BTDE-Net: A Bayesian-Transformer Hybrid Model for Predicting Digital Economy Development
Keywords:
Bayesian Neural Network, Digital Economy Forecasting, Transformer Architecture, Time Series Analysis, Differential Evolution AlgorithmAbstract
As the digital economy rapidly evolves, predicting its future trajectory faces challenges due to data complexity and uncertainty. Existing prediction methods exhibit limitations in accuracy and generalization when handling high-dimensional, multi-source heterogeneous data. To address these shortcomings, this paper proposes a Bayesian network-based model for forecasting digital economy development (BTDE-Net). The model leverages the causal inference and uncertainty quantification capabilities of Bayesian Neural Networks (BNN) and employs the Transformer architecture to capture complex dynamic features in time series data.
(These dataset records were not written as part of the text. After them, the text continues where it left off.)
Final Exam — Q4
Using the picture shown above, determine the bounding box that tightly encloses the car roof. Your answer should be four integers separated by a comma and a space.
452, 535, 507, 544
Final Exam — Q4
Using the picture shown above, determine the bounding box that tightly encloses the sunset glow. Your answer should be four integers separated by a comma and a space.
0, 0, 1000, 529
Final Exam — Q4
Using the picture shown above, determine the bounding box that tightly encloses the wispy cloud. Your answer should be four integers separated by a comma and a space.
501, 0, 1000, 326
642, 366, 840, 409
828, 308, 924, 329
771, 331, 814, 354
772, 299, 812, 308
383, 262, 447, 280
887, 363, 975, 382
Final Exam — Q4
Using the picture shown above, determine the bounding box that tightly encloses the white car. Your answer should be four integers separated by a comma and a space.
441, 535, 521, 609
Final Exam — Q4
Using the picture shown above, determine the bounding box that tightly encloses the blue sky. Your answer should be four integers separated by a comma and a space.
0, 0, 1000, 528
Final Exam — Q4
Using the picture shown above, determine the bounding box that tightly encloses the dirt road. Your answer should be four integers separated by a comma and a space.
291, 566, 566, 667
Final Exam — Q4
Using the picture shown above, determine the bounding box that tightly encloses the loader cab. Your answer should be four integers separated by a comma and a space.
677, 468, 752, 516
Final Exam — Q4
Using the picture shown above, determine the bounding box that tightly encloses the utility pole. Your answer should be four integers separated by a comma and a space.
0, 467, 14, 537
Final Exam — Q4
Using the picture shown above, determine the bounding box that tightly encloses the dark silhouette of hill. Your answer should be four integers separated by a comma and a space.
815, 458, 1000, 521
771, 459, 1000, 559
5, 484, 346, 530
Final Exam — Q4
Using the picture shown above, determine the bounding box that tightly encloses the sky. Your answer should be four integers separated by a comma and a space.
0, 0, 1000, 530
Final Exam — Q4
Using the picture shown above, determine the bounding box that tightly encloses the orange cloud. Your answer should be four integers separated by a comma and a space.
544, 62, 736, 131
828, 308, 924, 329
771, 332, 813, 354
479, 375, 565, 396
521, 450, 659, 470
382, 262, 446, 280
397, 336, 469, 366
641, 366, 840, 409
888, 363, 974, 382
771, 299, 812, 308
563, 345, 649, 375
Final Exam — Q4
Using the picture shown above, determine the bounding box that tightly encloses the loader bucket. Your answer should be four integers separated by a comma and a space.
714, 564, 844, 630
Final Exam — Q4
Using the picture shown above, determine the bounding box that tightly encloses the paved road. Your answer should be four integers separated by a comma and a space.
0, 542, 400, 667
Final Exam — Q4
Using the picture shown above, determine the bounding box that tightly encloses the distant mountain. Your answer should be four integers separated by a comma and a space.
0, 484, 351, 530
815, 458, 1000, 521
Additionally, the Differential Evolution (DE) algorithm is used for hyperparameter optimization, enhancing the model's stability and predictive performance. Experimental results demonstrate that BTDE-Net outperforms mainstream models on the IMF WEO and World Bank Open Data datasets, achieving MAE values of 1.4 and 1.45, RMSE values of 2.05 and 2.1, and R2 values of 0.94 and 0.93, respectively. This research significantly improves the accuracy and robustness of digital economy forecasting, providing a more reliable decision-making tool for policymakers.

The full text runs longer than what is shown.